Figure 2 Forest plots of significant and nominal significant estimates from genetically predicted BWM on (A) eGFR; (B) UACR; (C) CKD stage 3-5 and CKDi25.
Figure 3 Scatter plots of significant and nominal significant estimates from genetically predicted BWM on (A) eGFR; (B) UACR; (C) CKD stage 3-5; (D) CKDi25.
3.2 BWM and eGFR
The IVW analysis examining the association between BWM and eGFR provides strong evidence (β = −0.02, P = 6.95 × 10−16). The MR–Egger intercept test has not observed directional pleiotropy (P = 0.52). However, significant heterogeneity was observed (P of Cochran’s Q < 0.05), prompting the preference for the random effect model of IVW to enhance the robustness of the results. In the leave-one-out analysis, β ranged from −0.025 to −0.023, indicating that the overall estimate was unaffected by a single SNP. Furthermore, both MR–Egger (β = −0.03; P = 2.28 × 10−4) and weight median (β = −0.02; P = 1.27 × 10−11) consistently support the increase of BWM which is related to the reduction of eGFR. However, due to the limited efficacy, the weighted mode (β = −0.02; P = 0.12) method has no statistical significance.
3.3 BWM and UACR
MR analyses provide favorable evidence supporting a robust correlation between the increase in BWM and a decrease in UACR. Heterogeneity analysis revealed a significance level of P < 0.05, leading to the preference for the random effect model of IVW for enhanced reliability.

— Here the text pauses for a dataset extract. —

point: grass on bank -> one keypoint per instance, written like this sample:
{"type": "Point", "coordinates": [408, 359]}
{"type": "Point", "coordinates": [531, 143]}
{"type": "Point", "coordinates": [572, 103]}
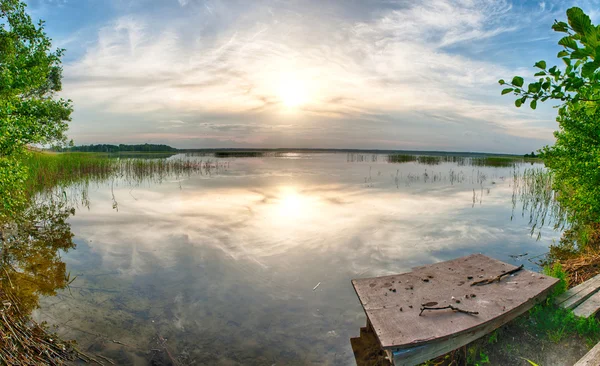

The MR–Egger intercept test detected directional pleiotropy (P = 0.045). MR-PRESSO was used to identify and remove 13 outlier SNPs primarily responsible for pleiotropy (rs113978196, rs114949263, rs1374370, rs143384, rs2101975, rs281385, rs2885697, rs34055910, rs34879158, rs4899012, rs6693481, rs67551338, rs77165542), subsequently calculating the causal estimate. The correlation of IVW analysis is highly significant (β = −0.16, P = 5.91 × 10−36). MR–Egger (β = −0.14; P = 4.25 × 10−5), weighted median (β = −0.15; P = 2.78 × 10−20), and weighted mode (β = −0.14; P = 2.33 × 10−3) analyses also support the assertion that an increase in BWM is associated with a decrease in UACR. In the leave-one-out analysis following removing outliers, β ranged from −0.161 to −0.155, indicating that the overall estimated value is not affected by a single SNP.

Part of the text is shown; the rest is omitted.